Photography And Half-Thoughts By Mitchell Hegman

...because some of it is pretty and some of it is not.

Thursday, September 28, 2023

Licking Rocks

I am not opposed to licking a rock now and then.  My reason for doing so is much more practical than the practice of licking poisonous toads to experience a psychedelic trip.  And I am not alone in the habit of licking rocks.  In fact, an Ig Nobel prize was recently rewarded for “research” in the matter of licking rocks.

If you are unfamiliar, the Ig Nobel Prize is something of a parody of the more widely known Nobel Prize.  Ig Nobel prizes are awarded annually to celebrate unusual or trivial achievements in scientific research.

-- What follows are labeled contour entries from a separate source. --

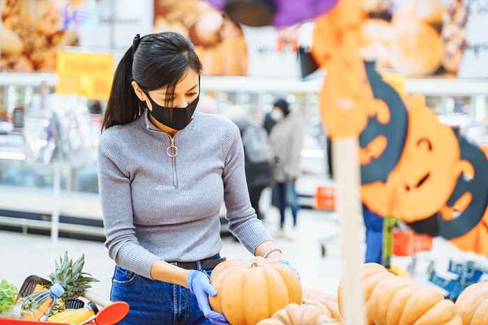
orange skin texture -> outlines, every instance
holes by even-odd
[[[488,324],[488,283],[481,282],[468,287],[457,299],[456,308],[463,325]]]
[[[362,278],[367,325],[462,325],[454,303],[436,288],[416,285],[374,263],[364,264]],[[340,307],[340,285],[338,297]]]

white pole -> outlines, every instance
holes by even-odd
[[[51,216],[51,241],[52,244],[58,243],[59,235],[59,206],[61,200],[61,164],[54,162],[53,166],[53,204]]]
[[[360,277],[363,253],[360,231],[362,211],[357,137],[333,142],[333,167],[337,187],[337,216],[342,248],[342,308],[344,325],[365,324],[364,299]]]

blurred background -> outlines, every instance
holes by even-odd
[[[369,17],[363,55],[380,70],[406,76],[406,91],[425,94],[441,121],[488,144],[486,3],[358,3]],[[291,231],[287,216],[277,240],[305,283],[335,290],[340,247],[333,194],[320,206],[316,200],[318,189],[333,189],[333,181],[319,110],[326,72],[310,52],[312,20],[248,26],[193,0],[0,0],[0,257],[9,261],[0,263],[0,278],[20,284],[29,274],[45,276],[68,249],[86,255],[86,269],[102,280],[96,288],[108,295],[113,264],[102,244],[96,153],[113,71],[137,33],[175,31],[192,40],[204,65],[197,109],[266,127],[281,98],[301,117],[296,190],[303,209],[298,228]],[[402,19],[417,25],[406,31],[394,24]],[[261,190],[261,219],[274,233],[280,218],[271,187]],[[223,253],[248,256],[229,234],[224,216],[222,207]],[[396,262],[413,274],[420,267],[416,276],[427,281],[427,266],[445,269],[452,256],[488,264],[441,239],[417,264],[412,256]],[[426,266],[419,267],[422,259]]]

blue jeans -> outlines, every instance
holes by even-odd
[[[201,270],[208,276],[211,270]],[[181,285],[154,280],[116,266],[110,300],[125,301],[129,314],[120,325],[211,325],[195,294]]]
[[[298,196],[295,189],[295,182],[276,183],[275,189],[277,191],[278,209],[280,209],[280,228],[283,229],[284,225],[287,207],[291,209],[293,225],[293,227],[296,226],[300,205],[298,204]]]
[[[381,263],[383,218],[363,205],[363,218],[366,227],[365,263]]]

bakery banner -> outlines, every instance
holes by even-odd
[[[154,0],[154,31],[190,38],[204,74],[247,74],[247,48],[241,26],[206,1]]]
[[[0,1],[0,71],[54,72],[67,47],[119,56],[151,32],[153,1]]]
[[[463,78],[488,77],[488,0],[465,0],[469,9],[466,24],[466,47],[459,69]]]
[[[75,94],[92,100],[110,95],[114,69],[114,56],[84,52],[59,52],[56,93]]]

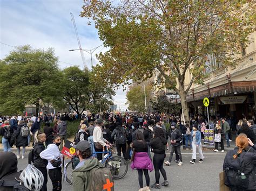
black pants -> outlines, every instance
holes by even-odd
[[[47,174],[47,168],[46,167],[37,167],[36,166],[38,170],[39,170],[43,175],[44,175],[44,183],[43,184],[43,187],[42,187],[40,190],[41,191],[47,191],[47,182],[48,181],[48,175]]]
[[[125,158],[125,152],[126,152],[126,143],[125,144],[116,144],[117,150],[117,155],[121,157],[121,148],[123,153],[123,157]]]
[[[94,148],[95,149],[95,152],[103,152],[103,148],[99,149],[95,147],[95,144],[94,144]],[[100,161],[102,160],[102,153],[97,153],[97,159],[98,160]]]
[[[153,157],[153,164],[154,164],[154,176],[156,177],[156,183],[157,184],[159,183],[160,179],[160,172],[162,174],[164,180],[167,180],[166,172],[163,167],[164,164],[164,160],[165,158],[165,153],[164,154],[157,154],[154,153],[154,157]]]
[[[149,175],[149,171],[147,169],[138,169],[138,174],[139,174],[139,183],[140,188],[143,188],[143,173],[144,173],[145,178],[146,178],[146,184],[147,186],[149,186],[150,179]]]
[[[50,179],[52,183],[52,190],[62,190],[62,167],[49,169],[49,174]]]
[[[219,146],[219,142],[215,142],[215,149],[218,150],[218,146]],[[221,148],[221,150],[224,150],[224,143],[223,142],[223,139],[220,139],[220,147]]]

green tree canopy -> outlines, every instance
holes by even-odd
[[[59,97],[56,80],[59,72],[54,49],[17,47],[1,62],[0,112],[22,112],[33,104],[38,113],[40,103],[53,103]]]
[[[160,84],[180,95],[186,119],[186,96],[193,82],[203,83],[207,56],[213,54],[224,67],[234,65],[254,27],[253,1],[85,3],[81,16],[93,20],[109,47],[98,56],[98,75],[119,86],[145,80],[158,71]],[[193,77],[185,86],[187,72]]]

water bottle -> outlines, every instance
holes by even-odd
[[[242,180],[245,180],[246,178],[245,173],[244,173],[243,172],[241,173],[241,178],[242,179]]]

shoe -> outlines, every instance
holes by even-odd
[[[156,183],[150,186],[150,187],[151,187],[152,188],[154,188],[154,189],[161,188],[161,187],[160,187],[160,185],[157,185]]]
[[[163,182],[161,185],[163,186],[167,186],[169,185],[169,182],[168,182],[168,181],[165,180],[164,182]]]
[[[193,159],[192,160],[191,160],[190,163],[195,164],[196,164],[196,159]]]

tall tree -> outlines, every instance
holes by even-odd
[[[151,91],[152,85],[150,83],[145,84],[145,92],[143,85],[133,84],[129,87],[126,93],[128,109],[138,112],[146,112],[149,108],[149,103],[152,98]],[[145,106],[145,93],[146,93],[146,106]]]
[[[26,105],[51,103],[59,97],[56,83],[59,70],[54,49],[17,47],[1,61],[0,112],[6,115],[22,112]]]
[[[215,55],[224,67],[235,65],[241,45],[250,43],[254,27],[253,1],[85,3],[81,16],[93,20],[100,40],[109,47],[98,56],[102,63],[96,68],[98,74],[119,86],[131,79],[145,80],[158,70],[164,86],[180,95],[186,119],[186,96],[193,83],[203,83],[207,56]],[[187,86],[186,72],[192,75]]]

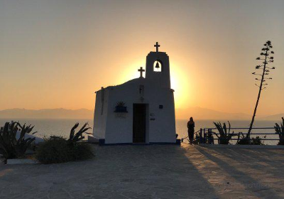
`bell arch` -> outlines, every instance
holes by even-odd
[[[162,70],[163,70],[163,64],[162,64],[162,62],[161,61],[160,61],[160,60],[156,60],[155,62],[154,62],[154,63],[153,63],[153,70],[154,71],[154,72],[162,72]]]

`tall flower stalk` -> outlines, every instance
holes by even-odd
[[[253,125],[254,118],[256,117],[256,109],[258,106],[259,99],[261,97],[261,91],[266,88],[268,83],[267,80],[272,80],[271,77],[268,77],[269,75],[269,72],[271,70],[273,70],[275,67],[268,67],[268,64],[273,63],[274,58],[273,54],[274,54],[274,51],[271,50],[273,46],[271,45],[271,41],[268,41],[266,43],[263,44],[263,48],[261,49],[261,57],[256,58],[257,60],[261,60],[262,64],[256,66],[256,70],[261,70],[261,74],[257,72],[253,72],[252,74],[253,75],[256,75],[256,80],[258,81],[258,83],[256,83],[256,85],[259,87],[258,95],[256,103],[256,107],[254,107],[253,115],[251,119],[251,122],[249,126],[248,131],[246,135],[246,139],[249,139],[251,132],[251,129]]]

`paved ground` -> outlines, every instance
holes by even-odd
[[[94,159],[0,165],[0,198],[284,198],[284,150],[94,146]]]

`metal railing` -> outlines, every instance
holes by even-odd
[[[236,128],[231,128],[231,130],[234,129],[248,129],[249,128],[244,128],[244,127],[236,127]],[[265,129],[275,129],[274,127],[253,127],[253,130],[265,130]],[[232,131],[231,131],[231,133],[232,133]],[[194,140],[193,142],[195,144],[215,144],[215,140],[217,141],[217,143],[219,144],[219,139],[217,137],[217,135],[219,135],[220,134],[218,131],[218,129],[217,128],[202,128],[197,131],[195,132],[194,134]],[[275,136],[278,136],[278,134],[274,133],[261,133],[261,132],[254,132],[254,133],[251,133],[251,136],[247,138],[246,135],[247,133],[243,133],[243,132],[235,132],[234,133],[234,136],[237,136],[237,138],[234,138],[234,136],[230,139],[230,141],[236,141],[236,142],[237,143],[239,140],[241,139],[245,139],[245,140],[249,140],[251,141],[253,139],[255,139],[253,136],[264,136],[263,137],[260,138],[261,141],[280,141],[279,138],[266,138],[266,136],[268,135],[274,135]],[[241,138],[241,136],[242,136]],[[188,139],[188,136],[185,137],[181,139],[182,142],[183,141],[184,139]]]

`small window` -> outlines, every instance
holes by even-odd
[[[158,60],[154,62],[153,67],[155,72],[162,72],[162,64]]]

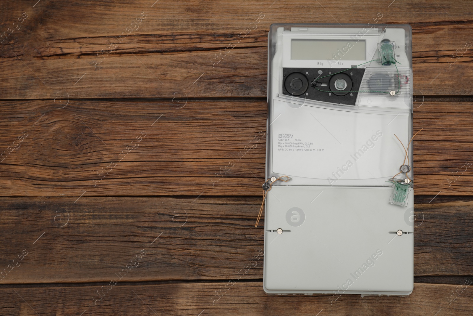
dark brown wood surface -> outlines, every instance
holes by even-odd
[[[0,315],[471,314],[473,3],[155,0],[0,5]],[[412,294],[267,296],[263,257],[229,289],[263,247],[270,25],[377,17],[412,27]]]

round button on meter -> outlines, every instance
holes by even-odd
[[[343,91],[347,87],[347,81],[342,78],[339,78],[335,81],[335,88],[337,90]]]

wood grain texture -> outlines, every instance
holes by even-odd
[[[261,194],[264,101],[67,101],[0,102],[0,195]],[[473,195],[473,104],[415,107],[415,194]]]
[[[242,280],[263,278],[263,223],[254,226],[259,199],[84,195],[75,201],[0,199],[0,267],[28,253],[0,284],[105,281],[135,264],[142,249],[147,254],[123,281],[237,278],[259,254]],[[473,274],[473,235],[464,229],[473,224],[473,202],[414,209],[414,275]]]
[[[81,286],[0,288],[0,315],[469,315],[471,286],[416,283],[404,297],[354,295],[268,296],[261,282],[121,284],[94,305],[107,283]],[[466,288],[465,289],[465,288]],[[108,288],[110,289],[110,287]],[[458,291],[455,296],[452,292]],[[216,293],[219,296],[217,296]],[[222,293],[222,294],[221,294]],[[218,298],[218,301],[215,301]],[[453,298],[456,297],[456,299]],[[450,300],[449,301],[449,300]]]
[[[287,5],[162,1],[153,8],[149,2],[43,0],[33,8],[29,2],[7,1],[10,14],[2,29],[23,12],[28,16],[0,44],[0,98],[52,99],[65,90],[76,98],[173,98],[184,93],[193,97],[265,97],[272,23],[368,23],[373,19],[412,25],[416,94],[473,92],[471,85],[458,81],[473,75],[473,53],[465,48],[473,43],[473,23],[463,18],[473,11],[469,1],[441,6],[413,1],[407,7],[367,1],[350,5],[330,1],[323,6],[302,1]],[[146,17],[132,26],[142,12]],[[255,18],[259,21],[256,28],[240,40],[238,35],[246,33]],[[129,32],[127,27],[137,27],[120,37]],[[235,47],[225,49],[230,44]]]

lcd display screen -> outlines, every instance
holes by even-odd
[[[291,59],[304,60],[366,60],[364,40],[292,39]]]

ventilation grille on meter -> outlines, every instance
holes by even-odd
[[[409,95],[412,72],[410,69],[393,67],[367,67],[361,85],[360,96],[385,96],[392,90],[396,94]]]

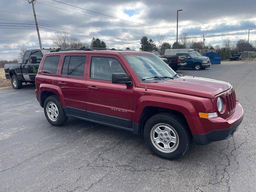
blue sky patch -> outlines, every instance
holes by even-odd
[[[132,16],[135,15],[135,14],[137,14],[138,13],[138,12],[137,10],[133,10],[133,9],[125,9],[124,10],[124,12],[126,14],[128,15],[129,17],[131,17]]]

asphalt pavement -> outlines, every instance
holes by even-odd
[[[193,143],[173,161],[130,132],[71,118],[51,125],[33,85],[0,90],[0,191],[255,191],[256,62],[225,63],[177,72],[230,82],[242,124],[233,136]]]

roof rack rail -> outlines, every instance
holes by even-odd
[[[91,48],[88,48],[85,47],[82,47],[78,49],[62,49],[60,48],[57,48],[54,50],[52,50],[50,51],[50,52],[58,52],[59,51],[93,51],[94,50]]]

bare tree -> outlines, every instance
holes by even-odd
[[[165,40],[165,35],[164,34],[158,34],[156,36],[156,39],[158,43],[158,50],[160,50],[163,42]]]
[[[54,46],[59,47],[61,49],[69,48],[68,34],[66,33],[56,33],[52,36],[51,40]]]
[[[186,33],[182,33],[180,36],[180,44],[184,48],[187,48],[190,43],[188,35]]]
[[[83,46],[83,43],[77,37],[70,37],[68,38],[68,48],[77,49]]]
[[[27,49],[24,47],[22,47],[20,49],[20,52],[19,53],[19,56],[18,56],[18,59],[22,59],[23,58],[23,55],[25,54],[25,52],[27,50]]]

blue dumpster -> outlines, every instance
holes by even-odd
[[[204,53],[204,56],[208,57],[211,61],[212,64],[220,64],[221,56],[220,54],[212,51],[208,51]]]

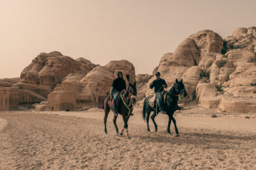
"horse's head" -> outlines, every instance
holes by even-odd
[[[137,89],[136,83],[134,82],[134,84],[129,83],[129,87],[127,92],[126,96],[131,99],[131,102],[134,104],[136,102],[137,99]]]
[[[179,94],[183,97],[186,97],[187,95],[186,89],[185,89],[185,86],[182,83],[182,78],[179,82],[178,81],[177,78],[176,79],[176,83],[174,84],[174,86],[175,88],[175,93],[176,94]]]

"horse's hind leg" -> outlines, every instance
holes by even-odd
[[[172,133],[170,131],[170,126],[171,122],[172,122],[171,117],[169,116],[169,122],[168,122],[168,126],[167,126],[167,132],[170,134],[172,134]]]
[[[147,125],[148,127],[148,132],[150,132],[150,129],[149,129],[149,126],[148,125],[148,122],[149,121],[149,116],[150,115],[151,111],[150,109],[147,110],[147,117],[146,118],[147,120]]]
[[[117,123],[116,123],[117,116],[118,116],[114,115],[114,117],[113,118],[113,123],[114,123],[115,127],[116,127],[116,131],[117,131],[117,134],[118,135],[119,134],[118,127],[117,127]]]
[[[156,116],[156,113],[155,111],[154,111],[154,114],[151,116],[151,119],[154,123],[154,125],[155,125],[155,131],[157,132],[157,125],[155,122],[155,117]]]
[[[108,114],[109,113],[109,111],[110,111],[110,108],[109,108],[109,106],[108,106],[107,104],[107,102],[105,101],[104,102],[104,105],[105,105],[105,114],[104,114],[104,125],[105,126],[105,133],[107,134],[108,133],[107,132],[107,119],[108,118]]]
[[[172,116],[172,121],[173,121],[173,124],[174,124],[174,127],[175,128],[175,132],[176,132],[176,136],[179,136],[179,134],[178,133],[178,128],[177,128],[177,126],[176,125],[176,120],[173,117],[173,116]]]

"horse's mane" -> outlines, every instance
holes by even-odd
[[[135,86],[135,87],[134,88],[133,87],[133,85],[131,85],[130,87],[134,89],[134,90],[136,91],[136,92],[137,92],[137,89],[136,89],[136,87]],[[125,93],[125,97],[127,97],[129,94],[129,89],[130,88],[130,86],[128,86],[127,89],[126,89],[126,92]]]
[[[170,87],[170,89],[169,90],[169,92],[170,92],[172,93],[175,93],[175,85],[176,83],[174,83],[172,86],[172,87]]]

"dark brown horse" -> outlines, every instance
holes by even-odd
[[[136,96],[137,96],[137,89],[136,89],[136,83],[134,83],[133,85],[131,84],[130,83],[129,83],[129,87],[128,87],[126,91],[124,91],[122,93],[120,93],[120,101],[119,104],[119,106],[118,107],[118,113],[121,114],[122,116],[122,119],[124,120],[124,128],[121,131],[120,135],[122,136],[122,133],[125,129],[126,132],[126,135],[128,138],[130,138],[130,136],[129,135],[128,131],[128,121],[129,118],[130,117],[130,115],[132,111],[133,105],[134,103],[136,102]],[[103,103],[103,108],[105,111],[104,114],[104,124],[105,125],[105,133],[107,134],[107,119],[108,118],[108,115],[110,111],[113,111],[113,102],[112,100],[110,100],[110,96],[107,97],[104,100]],[[119,134],[118,128],[117,127],[116,121],[118,115],[115,116],[113,118],[113,122],[116,127],[116,131],[117,134]]]
[[[169,134],[172,134],[170,131],[170,125],[171,121],[174,124],[174,127],[175,128],[175,131],[176,134],[176,136],[179,136],[179,133],[178,131],[178,128],[176,125],[176,120],[173,117],[173,114],[174,112],[177,110],[176,107],[177,102],[178,102],[178,95],[180,95],[183,96],[184,97],[186,97],[187,95],[187,92],[185,89],[185,86],[182,83],[182,79],[181,81],[178,81],[176,79],[176,83],[172,86],[169,91],[166,92],[166,102],[163,104],[163,107],[165,111],[166,111],[166,114],[168,115],[169,118],[169,122],[168,122],[167,126],[167,132]],[[157,132],[157,125],[155,122],[155,117],[157,115],[157,112],[159,112],[159,109],[156,108],[152,108],[150,105],[149,105],[148,103],[148,100],[149,99],[149,97],[145,98],[144,100],[144,104],[143,105],[143,118],[144,121],[147,121],[147,125],[148,128],[148,132],[150,132],[149,129],[149,126],[148,125],[148,121],[149,120],[149,116],[150,115],[151,112],[154,111],[154,114],[151,116],[151,119],[154,123],[155,125],[155,131]],[[147,114],[147,115],[146,115]]]

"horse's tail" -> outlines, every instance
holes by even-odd
[[[143,109],[142,110],[142,118],[146,121],[146,105],[147,104],[148,97],[146,97],[144,100],[144,103],[143,104]]]
[[[107,92],[107,96],[108,96],[108,92]],[[105,108],[104,108],[104,104],[105,104],[105,100],[107,98],[107,97],[108,97],[108,96],[106,97],[103,100],[103,105],[102,105],[102,109],[104,109]],[[107,101],[106,101],[107,102]]]
[[[105,105],[105,99],[106,99],[106,98],[105,98],[105,99],[103,99],[103,105],[102,105],[102,109],[105,109],[105,108],[104,108],[104,105]]]

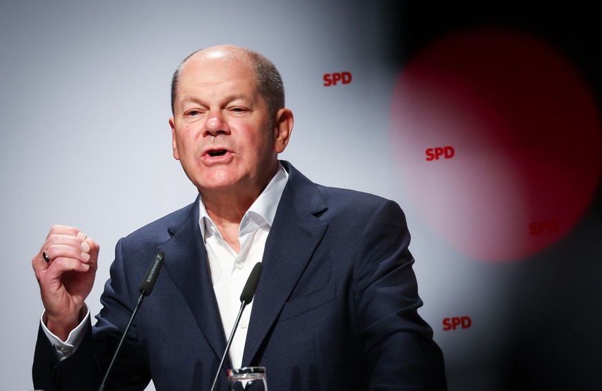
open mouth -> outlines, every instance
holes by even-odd
[[[207,154],[211,157],[217,157],[218,156],[223,156],[227,152],[225,150],[215,150],[208,152]]]

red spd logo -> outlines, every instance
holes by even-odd
[[[439,160],[443,159],[452,159],[456,154],[456,151],[454,150],[454,147],[448,146],[446,147],[435,147],[434,148],[428,148],[425,151],[426,154],[426,161],[432,161],[433,160]]]
[[[341,84],[349,84],[351,83],[352,76],[349,72],[339,72],[335,73],[327,73],[322,77],[324,80],[324,87],[337,86],[339,81]]]
[[[456,330],[456,328],[470,328],[472,325],[470,317],[453,317],[443,319],[443,331]]]

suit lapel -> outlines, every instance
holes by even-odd
[[[190,213],[169,230],[172,238],[162,246],[165,268],[216,356],[221,357],[225,349],[225,334],[199,227],[198,198]]]
[[[326,208],[315,185],[287,162],[282,163],[290,177],[265,243],[243,365],[252,365],[328,226],[315,216]]]

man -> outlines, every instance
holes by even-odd
[[[208,390],[259,261],[226,368],[265,366],[277,390],[445,389],[441,350],[417,312],[403,212],[316,185],[277,159],[293,115],[273,64],[228,45],[193,53],[174,75],[172,106],[174,157],[199,197],[119,241],[94,328],[84,300],[99,246],[75,228],[52,228],[32,261],[46,308],[36,388],[99,387],[163,250],[163,271],[107,390],[143,390],[152,378],[159,390]]]

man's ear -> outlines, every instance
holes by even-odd
[[[170,117],[170,126],[172,128],[172,148],[174,150],[174,158],[176,160],[180,160],[180,155],[178,154],[178,145],[176,143],[176,128],[174,126],[174,117]]]
[[[276,113],[274,121],[274,151],[276,153],[283,152],[292,132],[294,119],[292,112],[288,108],[281,108]]]

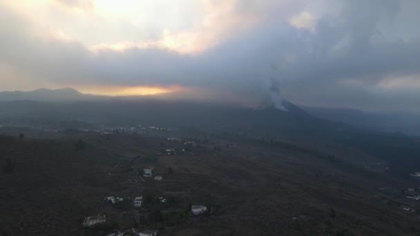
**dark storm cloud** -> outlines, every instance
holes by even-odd
[[[2,22],[15,23],[0,24],[0,60],[62,84],[175,84],[228,90],[262,101],[275,77],[286,99],[302,104],[420,111],[420,86],[379,86],[384,78],[420,79],[420,35],[408,27],[407,38],[393,26],[405,26],[397,22],[401,19],[420,20],[401,17],[404,4],[419,7],[415,1],[342,1],[336,12],[315,21],[314,32],[276,17],[275,8],[264,8],[274,13],[194,55],[157,47],[93,53],[75,41],[30,37],[30,23],[4,12]],[[246,4],[238,8],[250,10]]]

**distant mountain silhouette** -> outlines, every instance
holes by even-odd
[[[0,92],[0,101],[75,101],[94,98],[95,96],[85,95],[70,88],[50,90],[39,88],[33,91]]]

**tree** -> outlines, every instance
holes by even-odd
[[[336,211],[334,210],[333,208],[331,208],[331,213],[330,213],[330,216],[333,219],[336,217]]]
[[[6,174],[11,174],[15,169],[15,166],[12,164],[12,160],[10,158],[6,159],[6,163],[3,166],[3,171]]]
[[[79,151],[85,149],[85,143],[81,139],[79,139],[77,143],[74,144],[75,150],[77,151]]]
[[[22,140],[25,138],[25,135],[23,135],[23,133],[21,132],[20,134],[19,134],[18,137],[21,140]]]

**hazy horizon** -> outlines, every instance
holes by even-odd
[[[0,2],[0,90],[419,112],[414,0]]]

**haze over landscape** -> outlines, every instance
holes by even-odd
[[[420,1],[0,0],[0,236],[419,235]]]

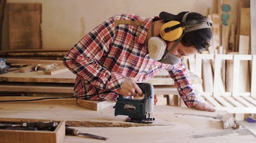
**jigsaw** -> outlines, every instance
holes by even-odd
[[[0,74],[8,72],[8,66],[6,64],[6,60],[4,58],[0,58]]]
[[[126,115],[125,121],[139,123],[152,123],[154,98],[153,85],[148,83],[137,83],[142,90],[144,97],[142,99],[133,99],[119,95],[114,107],[115,116]]]

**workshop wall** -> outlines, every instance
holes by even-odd
[[[178,14],[189,10],[206,15],[209,8],[213,13],[217,12],[217,2],[214,0],[8,0],[7,3],[42,4],[42,48],[68,49],[96,26],[114,15],[132,13],[150,17],[158,15],[162,11]],[[4,20],[3,50],[9,49],[8,12],[7,4]]]

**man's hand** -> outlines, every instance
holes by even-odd
[[[133,78],[125,77],[119,91],[119,94],[124,96],[136,96],[137,94],[142,96],[142,90],[137,84]]]
[[[196,104],[193,106],[193,108],[203,111],[208,111],[211,112],[215,112],[215,109],[211,106],[205,103],[199,103]]]

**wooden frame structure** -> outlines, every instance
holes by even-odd
[[[202,62],[203,59],[214,60],[214,91],[212,92],[200,93],[205,101],[211,104],[216,109],[226,110],[231,113],[256,113],[256,55],[247,54],[197,54],[196,56],[197,74],[200,77]],[[232,77],[232,88],[231,91],[225,91],[221,83],[221,71],[222,62],[233,61],[233,70],[227,71]],[[242,61],[248,61],[251,63],[250,71],[250,92],[240,92],[239,76]],[[249,64],[250,63],[248,62]],[[247,73],[246,73],[247,74]],[[248,74],[246,75],[248,76]],[[241,78],[240,78],[241,79]],[[205,80],[205,79],[204,79]]]

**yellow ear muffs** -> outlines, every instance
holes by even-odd
[[[170,31],[165,32],[164,30],[166,28],[169,28],[174,25],[180,24],[180,22],[178,21],[170,21],[164,23],[160,30],[160,35],[162,38],[168,41],[174,41],[180,38],[183,32],[184,27],[179,27]]]

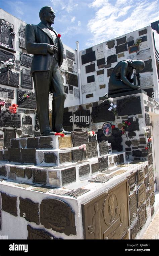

Among the 2023 winners was Jan Zalasiewicz of Poland who earned the chemistry and geology Ig Nobel prize for explaining why scientists like to lick rocks.  “Licking the rock, of course, is part of the geologist’s and paleontologist’s armory of tried-and-much-tested techniques used to help survive in the field,” Zalasiewicz wrote in The Paleontological Association newsletter in 2017. “Wetting the surface allows fossil and mineral textures to stand out sharply, rather than being lost in the blur of intersecting micro-reflections and micro-refractions that come out of a dry surface.”

See, that’s it.  I also lick rocks to better assess them as a specimen for my collection. And some don’t taste particularly bad.